Non c’è altro da fare che metterla in convento, come priora e futura badessa, come il suo lignaggio prevede. Marie mal si adatta a una vita che non sente sua. Una vita di preghiera e contemplazione, di sacrificio e sottomissione. Si sente murata viva dentro un convento di povere suore che muoiono di freddo, fame e malattia, lontana da Eleonora, che Marie ama con una passione che sfiora l’ossessione e alla quale cercherà di riavvicinarsi per tutta la vita. Non è, però, donna da arrendersi alle avversità; discendente di Melusina, creatura metà donna e metà pesce, cresciuta dalla madre e dalle zie guerriere-crociate, Marie plasma quello che è ormai il suo destino secondo il suo carattere indomito e ribelle. Negli anni, Marie trasforma l’abbazia e la comunità che le è stata affidata, trasformandola in una realtà prospera per le suore che la abitano, attira oblate che portano ricche doti, mantiene le famiglie di contadini che coltivano i terreni circostanti; educa, divide compiti e lavori in base alle caratteristiche di ogni suora e novizia, manda come sue pie, in ogni angolo del mondo, le fanciulle che non prendono i voti. Diventa la “matrix”, “Madre”, per le donne che vivono in questa isola di utopia che lei crea a sua immagina e somiglianza.

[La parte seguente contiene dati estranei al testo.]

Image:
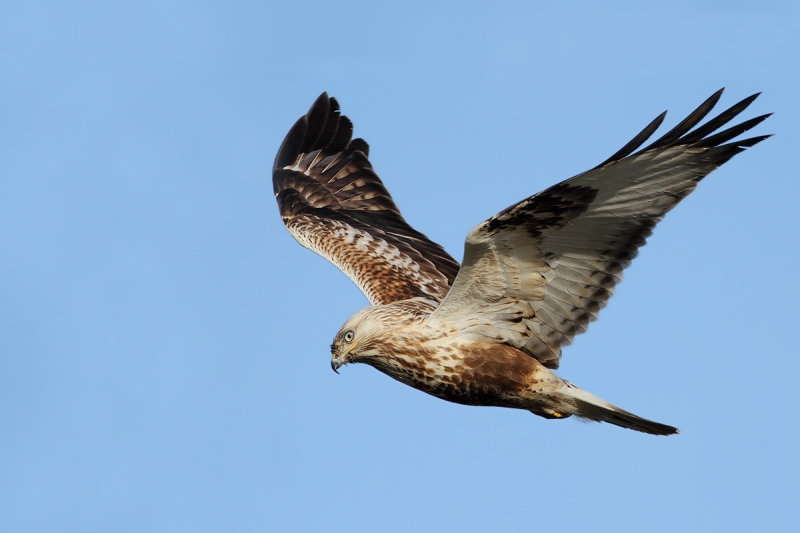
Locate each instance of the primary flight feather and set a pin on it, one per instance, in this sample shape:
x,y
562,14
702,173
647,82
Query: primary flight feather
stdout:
x,y
487,332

Ci sono due Marie, in questo romanzo: una è la donna di potere, passionale, che avverte i bisogni della carne, che ama Eleonora di un amore totalizzante. Sono i due poli della storia, Marie ed Eleonora, due incarnazioni di una forma particolare di potere femminile, che spiccano in un’epoca dove alle donne non è permesso quasi nulla.

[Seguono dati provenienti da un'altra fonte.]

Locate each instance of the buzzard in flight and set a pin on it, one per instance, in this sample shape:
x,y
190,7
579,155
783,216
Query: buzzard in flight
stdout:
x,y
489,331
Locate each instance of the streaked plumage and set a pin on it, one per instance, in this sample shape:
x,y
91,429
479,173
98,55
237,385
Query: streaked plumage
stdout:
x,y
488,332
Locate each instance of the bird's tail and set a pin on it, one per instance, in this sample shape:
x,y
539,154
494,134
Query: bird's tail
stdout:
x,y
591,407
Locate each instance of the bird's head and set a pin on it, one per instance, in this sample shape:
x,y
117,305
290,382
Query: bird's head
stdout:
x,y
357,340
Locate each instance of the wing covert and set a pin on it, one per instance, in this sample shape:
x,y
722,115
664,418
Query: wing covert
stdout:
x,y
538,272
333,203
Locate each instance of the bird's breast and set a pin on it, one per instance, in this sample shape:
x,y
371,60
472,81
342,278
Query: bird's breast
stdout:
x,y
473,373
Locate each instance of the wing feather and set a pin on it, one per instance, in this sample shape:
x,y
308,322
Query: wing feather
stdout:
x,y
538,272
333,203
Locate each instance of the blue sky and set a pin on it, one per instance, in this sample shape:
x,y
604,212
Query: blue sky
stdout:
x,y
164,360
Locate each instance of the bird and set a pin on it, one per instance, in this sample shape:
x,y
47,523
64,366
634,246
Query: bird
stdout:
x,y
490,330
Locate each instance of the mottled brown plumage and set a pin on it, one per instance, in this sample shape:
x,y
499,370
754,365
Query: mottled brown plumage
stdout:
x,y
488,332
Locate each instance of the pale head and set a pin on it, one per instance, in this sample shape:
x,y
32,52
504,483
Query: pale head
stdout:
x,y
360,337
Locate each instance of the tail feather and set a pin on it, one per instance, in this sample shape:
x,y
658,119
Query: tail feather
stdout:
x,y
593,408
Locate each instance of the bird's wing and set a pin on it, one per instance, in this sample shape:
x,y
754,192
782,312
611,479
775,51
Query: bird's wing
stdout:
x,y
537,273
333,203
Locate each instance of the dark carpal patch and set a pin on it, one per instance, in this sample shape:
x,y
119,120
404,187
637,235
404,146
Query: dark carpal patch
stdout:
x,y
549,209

E poi c’è la Marie mistica, che ha visioni in cui la Vergine Maria le ordina come procedere nel suo lavoro di “matrix” e protettrice dell’abbazia. Anche in questo aspetto, però, Marie non è spirituale, le sue non sono le visioni evanescenti delle sante, la sua carnalità è predominane anche nel rapporto con la fede, con Dio. In una di queste visioni, Marie è convinta che la Vergine le ordini di costruire un labirinto, che protegga il convento, le suore, le terre circostanti e le donne che lavorano per lei dalla brutalità del mondo esterno, dagli uomini che potrebbero violare la castità delle sue “figlie, dalla gelosia che le ricchezze acquisite suscitano. Ma è davvero l’ispirazione divina a guidare Marie, oppure la sua ossessione per Eleonora, nel disperato tentativo di attirarla a lei?

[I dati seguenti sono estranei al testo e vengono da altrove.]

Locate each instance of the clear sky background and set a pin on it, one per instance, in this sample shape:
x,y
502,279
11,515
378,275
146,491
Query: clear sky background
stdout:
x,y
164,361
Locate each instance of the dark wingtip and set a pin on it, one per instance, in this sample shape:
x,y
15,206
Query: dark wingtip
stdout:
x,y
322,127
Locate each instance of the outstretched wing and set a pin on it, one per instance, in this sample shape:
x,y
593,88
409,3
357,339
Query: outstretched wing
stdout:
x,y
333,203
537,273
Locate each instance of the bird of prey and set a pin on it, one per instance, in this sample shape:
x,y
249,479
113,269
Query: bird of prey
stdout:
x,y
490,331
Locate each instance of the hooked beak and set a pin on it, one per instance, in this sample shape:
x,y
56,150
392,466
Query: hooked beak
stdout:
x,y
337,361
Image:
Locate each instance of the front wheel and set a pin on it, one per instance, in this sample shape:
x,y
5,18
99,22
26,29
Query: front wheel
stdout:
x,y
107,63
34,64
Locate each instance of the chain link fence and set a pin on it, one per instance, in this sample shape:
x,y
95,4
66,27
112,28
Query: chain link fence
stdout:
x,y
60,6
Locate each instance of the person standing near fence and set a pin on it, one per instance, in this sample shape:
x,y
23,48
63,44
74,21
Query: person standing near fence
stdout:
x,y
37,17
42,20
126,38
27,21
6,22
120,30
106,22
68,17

Groff supera se stessa con una storia che è solo in apparenza lontana nei secoli. I temi che possiamo trovare disseminati tra le pagine di questo portentoso romanzo sono di un’attualità sconcertante, tanto da farci dimenticare, a volte, gli otto secoli di distanza fra il nostro tempo e quello delle vicende narrate, mantenendo un equilibrio perfetto tra le pochissime notizie storiche e l’invenzione necessaria per creare una trama degna di tal nome. Marie è un’eroina modernissima che Groff sa rendere in maniera straordinaria in tutta la sua complessità psicologica, fatta di dubbi e desideri, sogni da realizzare e doveri cui attendere, momenti di frustrazione compensati dai successi improbabili.
L’ultima nota è sulla traduzione di Matrix, affidata, come per i precedenti libri di Groff pubblicati da Bompiani, a Tommaso Pincio, che ha saputo rendere al meglio e con grande sensibilità un romanzo così ricco e complesso, sia nel linguaggio che nella struttura e nella narrazione.